Voltada para professores e estudantes de escolas públicas de todo o país, a Olimpíada de Língua Portuguesa incentiva a produção literária. O tema deste ano é O lugar onde Vivo.

 

Para Conceição, valorizar as experiências de vida dos estudantes é o primeiro passo para incentivar a escrita. “A escrita é uma experiência sobre tudo que você aprendeu, tudo que escutou, tudo que leu, tudo que observou, tudo que vive.
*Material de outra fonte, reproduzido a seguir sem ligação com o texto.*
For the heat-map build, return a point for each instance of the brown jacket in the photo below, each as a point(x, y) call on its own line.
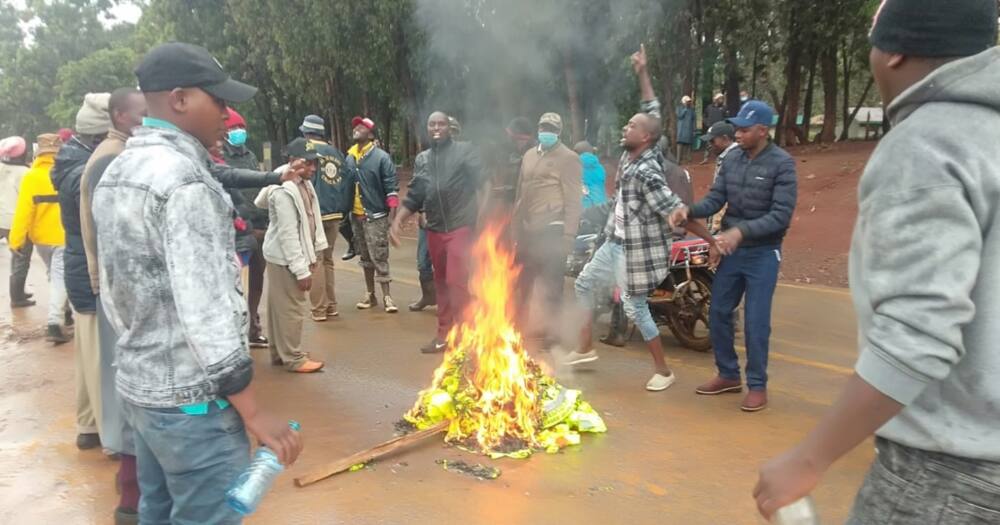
point(105, 152)
point(549, 190)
Ela não parte do nada”, afirmou a escritora. “Se a escola valorizar esses lugares como lugares importantes na vida e experiência do aluno, ela vai despertar [neles] esse desejo de escrita”, acrescentou.

 

Segundo especialistas, a língua portuguesa é uma dos grandes gargalos da aprendizagem brasileira. De acordo com os últimos dados do Ministério da Educação, cerca de 70% dos estudantes que concluíram o ensino médio no país não aprenderam nem mesmo o considerado básico em português. Na prática, isso significa que muitos brasileiros deixam a escola provavelmente sem conseguir reconhecer o tema de uma crônica ou identificar a informação principal em uma reportagem.

Ler para escrever

A escritora considera a leitura essencial para reverter esse quadro. “Um dos elementos que podem bloquear [a escrita] é a falta de leitura”, ressaltou Conceição. “O excesso de leitura – estou falando da possibilidade de leitura em grande quantidade – provoca o desejo de escrita.”

 

Para ler, é preciso ter acesso aos livros. O Censo Escolar do ano passado mostrou que pouco mais da metade (51,2%) das escolas do país têm bibliotecas ou salas de leitura. Entre as escolas públicas, o percentual é 45,7% e, entre as particulares, 70,3%. Pela Lei 12.244/2010, todas as escolas do país devem ter biblioteca até 2020. A lei determina que as bibliotecas tenham, no mínimo, um livro para cada aluno matriculado.

 

O resultado desse cenário é averiguado na última pesquisa Retratos da Leitura no Brasil, lançada em 2016, segundo a qual os brasileiros leem, em média, 4,96 livros por ano – apenas 2,43 por inteiro. Os demais são lidos em partes. Além disso, a pesquisa mostra que 44% não leram nenhum livro nos três meses anteriores à aplicação do questionário.

 

Entre aqueles que leem mais, as mães ou responsáveis do sexo feminino são apontadas como incentivadoras desse hábito por 15% dos entrevistados. Os professores aparecem em segundo lugar, citados por 10% dos que participaram da pesquisa.

Inscrições abertas

A Olimpíada de Língua Portuguesa é um concurso de produção de textos para alunos de escolas públicas de todo o país. Podem participar professores da rede pública e seus alunos do 5º ano do ensino fundamental até o 3º ano do ensino médio. É uma iniciativa do Ministério da Educação e do Itaú Social, com coordenação técnica do  Centro de Estudos e Pesquisas em Educação, Cultura e Ação Comunitária (Cenpec). As inscrições podem ser feitas até o dia 30 de abril, na internet.

 

Esta é a primeira edição que conta com uma homenageada. Militante do movimento negro, a escritora Conceição Evaristo nasceu em 1946, em uma favela de Belo Horizonte. É formada em letras pela Universidade Federal do Rio de Janeiro (UFRJ), mestre em literatura brasileira pela PUC-RJ e doutora em literatura comparada pela Universidade Federal Fluminense (UFF).

Conceição Evaristo foi também homenageada no Exame Nacional do Ensino Médio (Enem) do ano passado. Publicou Ponciá Vivêncio, seu primeiro romance, em 2003. É autora ainda de Becos da Memória e Insubmissas Lágrimas de Mulheres.